>
>http://www.whitehousedrugpolicy.gov/policy/ctac/index.htm
>
>Ah yes, it makes me nostalgic for Ye Olde Panopticon. I remember, back
>in the days, when they were contstructing one in my friend's
>neighborhood. We used to ride our dirt bikes all around the
>construction site, popping wheelies, wiping out (sometimes we'd hide
>behind a tree and sneak a cigarette). Then one day some white men in
>suits (I remember it vividly--they had white hair too) caught my friend
>looking around a little too closely, I guess, and, well, you know the
>rest of the story.
>
>-Alec
I didn't want this to slip by on such a multi-valent note.
This web-site, and the future of the "War on Drugs", is simply terrifying.
McCaffery the benevolent gaurdian-patrician of Latina youth? It's such a cunning ruse how they say they're doing it for the children.
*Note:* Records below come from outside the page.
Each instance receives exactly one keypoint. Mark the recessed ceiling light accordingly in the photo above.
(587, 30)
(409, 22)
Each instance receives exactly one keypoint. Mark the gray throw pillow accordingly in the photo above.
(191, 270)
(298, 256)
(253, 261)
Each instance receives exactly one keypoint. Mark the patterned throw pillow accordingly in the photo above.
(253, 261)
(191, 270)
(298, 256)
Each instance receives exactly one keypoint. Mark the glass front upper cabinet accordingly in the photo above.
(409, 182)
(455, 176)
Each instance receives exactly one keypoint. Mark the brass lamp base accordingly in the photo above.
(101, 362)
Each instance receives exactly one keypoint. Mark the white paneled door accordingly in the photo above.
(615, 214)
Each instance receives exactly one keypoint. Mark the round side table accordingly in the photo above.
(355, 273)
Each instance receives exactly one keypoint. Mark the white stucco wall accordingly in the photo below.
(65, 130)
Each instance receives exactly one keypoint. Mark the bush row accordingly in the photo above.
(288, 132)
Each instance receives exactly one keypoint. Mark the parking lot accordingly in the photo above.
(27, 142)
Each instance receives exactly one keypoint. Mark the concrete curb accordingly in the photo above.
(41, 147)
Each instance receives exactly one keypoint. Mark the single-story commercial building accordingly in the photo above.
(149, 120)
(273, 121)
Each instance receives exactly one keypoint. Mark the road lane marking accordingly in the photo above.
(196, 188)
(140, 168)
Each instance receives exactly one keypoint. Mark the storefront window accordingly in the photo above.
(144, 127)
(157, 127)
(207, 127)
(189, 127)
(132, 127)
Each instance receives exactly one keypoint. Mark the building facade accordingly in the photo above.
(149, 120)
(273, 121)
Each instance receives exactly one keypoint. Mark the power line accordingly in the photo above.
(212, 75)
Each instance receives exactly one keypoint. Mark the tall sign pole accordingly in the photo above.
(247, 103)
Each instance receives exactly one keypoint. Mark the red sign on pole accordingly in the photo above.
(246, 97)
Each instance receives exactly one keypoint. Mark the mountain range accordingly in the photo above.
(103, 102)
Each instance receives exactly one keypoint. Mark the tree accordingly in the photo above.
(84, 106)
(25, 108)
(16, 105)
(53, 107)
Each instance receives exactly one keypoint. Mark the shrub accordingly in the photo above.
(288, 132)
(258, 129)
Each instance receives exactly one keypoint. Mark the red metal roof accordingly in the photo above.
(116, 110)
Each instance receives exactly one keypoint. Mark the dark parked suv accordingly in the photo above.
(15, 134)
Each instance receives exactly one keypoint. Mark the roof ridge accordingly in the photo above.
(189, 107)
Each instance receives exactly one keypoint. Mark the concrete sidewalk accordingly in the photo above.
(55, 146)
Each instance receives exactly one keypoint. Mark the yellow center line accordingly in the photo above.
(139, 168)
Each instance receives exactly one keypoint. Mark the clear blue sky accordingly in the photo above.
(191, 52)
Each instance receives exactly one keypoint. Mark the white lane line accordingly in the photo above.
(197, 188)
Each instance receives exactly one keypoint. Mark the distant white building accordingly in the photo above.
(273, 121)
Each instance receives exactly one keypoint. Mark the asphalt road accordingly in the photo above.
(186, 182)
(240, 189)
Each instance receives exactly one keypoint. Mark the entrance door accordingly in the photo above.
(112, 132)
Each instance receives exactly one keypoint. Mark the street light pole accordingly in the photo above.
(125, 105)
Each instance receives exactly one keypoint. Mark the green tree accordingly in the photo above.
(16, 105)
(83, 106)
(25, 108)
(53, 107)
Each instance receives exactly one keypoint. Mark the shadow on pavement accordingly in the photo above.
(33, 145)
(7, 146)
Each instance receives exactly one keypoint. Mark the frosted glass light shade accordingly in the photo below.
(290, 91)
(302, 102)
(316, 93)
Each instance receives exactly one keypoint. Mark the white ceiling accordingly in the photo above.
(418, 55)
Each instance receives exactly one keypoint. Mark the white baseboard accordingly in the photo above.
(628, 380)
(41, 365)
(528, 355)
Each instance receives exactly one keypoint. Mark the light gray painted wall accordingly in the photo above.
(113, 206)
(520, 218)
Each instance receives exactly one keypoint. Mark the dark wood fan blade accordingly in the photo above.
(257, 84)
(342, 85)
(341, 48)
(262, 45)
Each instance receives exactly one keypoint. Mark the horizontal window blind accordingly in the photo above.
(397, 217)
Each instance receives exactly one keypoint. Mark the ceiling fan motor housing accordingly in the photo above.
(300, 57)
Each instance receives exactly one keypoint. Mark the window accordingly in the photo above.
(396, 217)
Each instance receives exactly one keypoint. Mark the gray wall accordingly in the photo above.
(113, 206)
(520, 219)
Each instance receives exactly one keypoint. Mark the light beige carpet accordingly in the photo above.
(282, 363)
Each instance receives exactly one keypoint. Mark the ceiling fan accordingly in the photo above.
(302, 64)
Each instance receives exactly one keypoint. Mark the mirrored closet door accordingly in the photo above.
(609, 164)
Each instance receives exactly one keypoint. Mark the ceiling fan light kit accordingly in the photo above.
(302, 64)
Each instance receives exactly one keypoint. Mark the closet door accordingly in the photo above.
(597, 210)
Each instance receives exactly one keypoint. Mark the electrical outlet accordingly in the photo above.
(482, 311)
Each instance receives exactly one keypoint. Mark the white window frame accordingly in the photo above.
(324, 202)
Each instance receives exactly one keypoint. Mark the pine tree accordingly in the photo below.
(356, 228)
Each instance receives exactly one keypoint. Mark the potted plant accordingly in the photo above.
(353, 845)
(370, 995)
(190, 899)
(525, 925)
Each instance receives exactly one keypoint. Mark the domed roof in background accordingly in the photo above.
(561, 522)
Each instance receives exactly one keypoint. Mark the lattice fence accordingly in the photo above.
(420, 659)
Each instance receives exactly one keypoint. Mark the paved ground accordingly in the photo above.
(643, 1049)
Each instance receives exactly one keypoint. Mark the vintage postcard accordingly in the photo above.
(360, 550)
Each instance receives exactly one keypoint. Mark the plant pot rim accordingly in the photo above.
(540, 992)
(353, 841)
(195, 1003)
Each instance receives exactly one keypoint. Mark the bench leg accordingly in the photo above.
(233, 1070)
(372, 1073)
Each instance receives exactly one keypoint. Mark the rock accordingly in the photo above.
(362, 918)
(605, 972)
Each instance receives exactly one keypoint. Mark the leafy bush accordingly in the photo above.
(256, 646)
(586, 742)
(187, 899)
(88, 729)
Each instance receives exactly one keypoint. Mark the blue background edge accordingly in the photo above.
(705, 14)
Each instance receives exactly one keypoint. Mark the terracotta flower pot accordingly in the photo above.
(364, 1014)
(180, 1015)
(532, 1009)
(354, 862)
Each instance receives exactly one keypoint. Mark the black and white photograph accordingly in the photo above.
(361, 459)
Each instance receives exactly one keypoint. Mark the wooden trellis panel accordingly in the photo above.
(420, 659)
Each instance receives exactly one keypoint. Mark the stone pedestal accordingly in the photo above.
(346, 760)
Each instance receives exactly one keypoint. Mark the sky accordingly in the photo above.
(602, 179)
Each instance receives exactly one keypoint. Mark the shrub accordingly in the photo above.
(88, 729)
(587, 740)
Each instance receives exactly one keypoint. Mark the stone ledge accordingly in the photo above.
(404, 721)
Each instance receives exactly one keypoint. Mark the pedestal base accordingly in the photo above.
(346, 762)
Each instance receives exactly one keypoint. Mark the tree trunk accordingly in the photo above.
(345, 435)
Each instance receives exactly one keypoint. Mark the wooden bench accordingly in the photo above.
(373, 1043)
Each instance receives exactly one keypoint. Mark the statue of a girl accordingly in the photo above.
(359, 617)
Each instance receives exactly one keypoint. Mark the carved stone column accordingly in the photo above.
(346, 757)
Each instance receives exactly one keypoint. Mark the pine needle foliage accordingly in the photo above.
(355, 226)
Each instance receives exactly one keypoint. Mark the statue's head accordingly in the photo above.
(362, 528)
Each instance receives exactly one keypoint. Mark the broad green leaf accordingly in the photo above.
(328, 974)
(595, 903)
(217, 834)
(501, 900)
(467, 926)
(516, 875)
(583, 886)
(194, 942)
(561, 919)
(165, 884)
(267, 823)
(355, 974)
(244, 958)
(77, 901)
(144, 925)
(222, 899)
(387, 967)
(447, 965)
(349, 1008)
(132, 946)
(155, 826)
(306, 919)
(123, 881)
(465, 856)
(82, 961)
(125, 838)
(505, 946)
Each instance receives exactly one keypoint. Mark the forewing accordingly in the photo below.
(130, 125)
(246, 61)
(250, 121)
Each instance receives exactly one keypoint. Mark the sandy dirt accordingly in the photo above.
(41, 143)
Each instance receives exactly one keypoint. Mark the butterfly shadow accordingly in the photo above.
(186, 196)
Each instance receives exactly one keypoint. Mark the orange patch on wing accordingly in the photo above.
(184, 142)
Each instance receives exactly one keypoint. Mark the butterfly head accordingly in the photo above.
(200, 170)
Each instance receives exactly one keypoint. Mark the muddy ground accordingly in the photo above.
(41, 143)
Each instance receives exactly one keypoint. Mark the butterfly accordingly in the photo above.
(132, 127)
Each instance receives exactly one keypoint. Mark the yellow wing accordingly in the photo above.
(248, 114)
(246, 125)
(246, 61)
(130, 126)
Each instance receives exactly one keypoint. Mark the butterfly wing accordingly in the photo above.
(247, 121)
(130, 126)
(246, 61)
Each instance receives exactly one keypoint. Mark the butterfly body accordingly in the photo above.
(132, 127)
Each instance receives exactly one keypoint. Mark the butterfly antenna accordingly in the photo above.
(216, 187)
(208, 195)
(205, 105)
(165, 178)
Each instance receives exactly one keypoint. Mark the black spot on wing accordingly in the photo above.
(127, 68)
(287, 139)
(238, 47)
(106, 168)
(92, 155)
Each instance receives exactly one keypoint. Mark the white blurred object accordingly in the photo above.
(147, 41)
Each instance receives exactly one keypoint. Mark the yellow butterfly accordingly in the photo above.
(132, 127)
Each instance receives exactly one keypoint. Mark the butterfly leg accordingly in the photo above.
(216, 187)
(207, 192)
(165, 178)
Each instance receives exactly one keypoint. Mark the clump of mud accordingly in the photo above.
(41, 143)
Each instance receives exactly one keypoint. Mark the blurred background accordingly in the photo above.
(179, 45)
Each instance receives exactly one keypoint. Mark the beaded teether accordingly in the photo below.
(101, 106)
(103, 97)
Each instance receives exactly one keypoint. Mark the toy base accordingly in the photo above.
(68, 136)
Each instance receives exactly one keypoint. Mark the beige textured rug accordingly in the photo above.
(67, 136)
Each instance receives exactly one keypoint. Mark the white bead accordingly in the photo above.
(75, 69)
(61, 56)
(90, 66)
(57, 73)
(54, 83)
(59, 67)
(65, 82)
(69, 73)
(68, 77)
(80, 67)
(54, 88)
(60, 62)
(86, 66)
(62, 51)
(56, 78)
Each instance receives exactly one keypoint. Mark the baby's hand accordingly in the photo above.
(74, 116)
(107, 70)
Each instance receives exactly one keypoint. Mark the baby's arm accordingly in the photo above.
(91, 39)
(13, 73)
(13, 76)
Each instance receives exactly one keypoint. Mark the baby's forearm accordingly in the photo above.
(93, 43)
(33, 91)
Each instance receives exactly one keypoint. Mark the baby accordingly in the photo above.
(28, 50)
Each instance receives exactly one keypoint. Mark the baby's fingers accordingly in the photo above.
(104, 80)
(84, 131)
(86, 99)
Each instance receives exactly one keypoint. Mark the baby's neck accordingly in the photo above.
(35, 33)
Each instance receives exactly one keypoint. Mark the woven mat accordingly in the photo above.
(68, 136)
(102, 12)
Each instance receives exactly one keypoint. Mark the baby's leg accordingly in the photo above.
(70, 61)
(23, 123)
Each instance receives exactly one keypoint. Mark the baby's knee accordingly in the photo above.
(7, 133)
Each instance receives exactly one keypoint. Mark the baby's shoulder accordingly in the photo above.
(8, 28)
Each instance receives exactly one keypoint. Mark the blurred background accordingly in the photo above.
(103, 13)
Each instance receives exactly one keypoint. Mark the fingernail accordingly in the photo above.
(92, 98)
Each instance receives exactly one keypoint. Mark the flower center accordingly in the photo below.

The children who will grow up one day to be old enough to be constructed as criminals and addicts.
The white house drug policy web site shows some of what goes in to building an addict identity, how criminals and addicts are produced as neurological mutants, and the future that's in store for them (police brutality, prison, neurological re-wiring, and while we're at it let's throw in surveillance devices implanted in the back of the neck).
I do think the metaphor of the panopticon is most appropriate here, with all the implications of surveillance, battle, racial purity, "purity of bodily fluids", distribution, classification, control of bodies. I wonder, are tobacco smokers neurological mutants?
It's cunning, too, how the dissemination of surveillance is used. That way much more than the "drug problem" can be monitored and maintained.
Drug illegality is useful in so many ways to maintaining dominant legal institutions.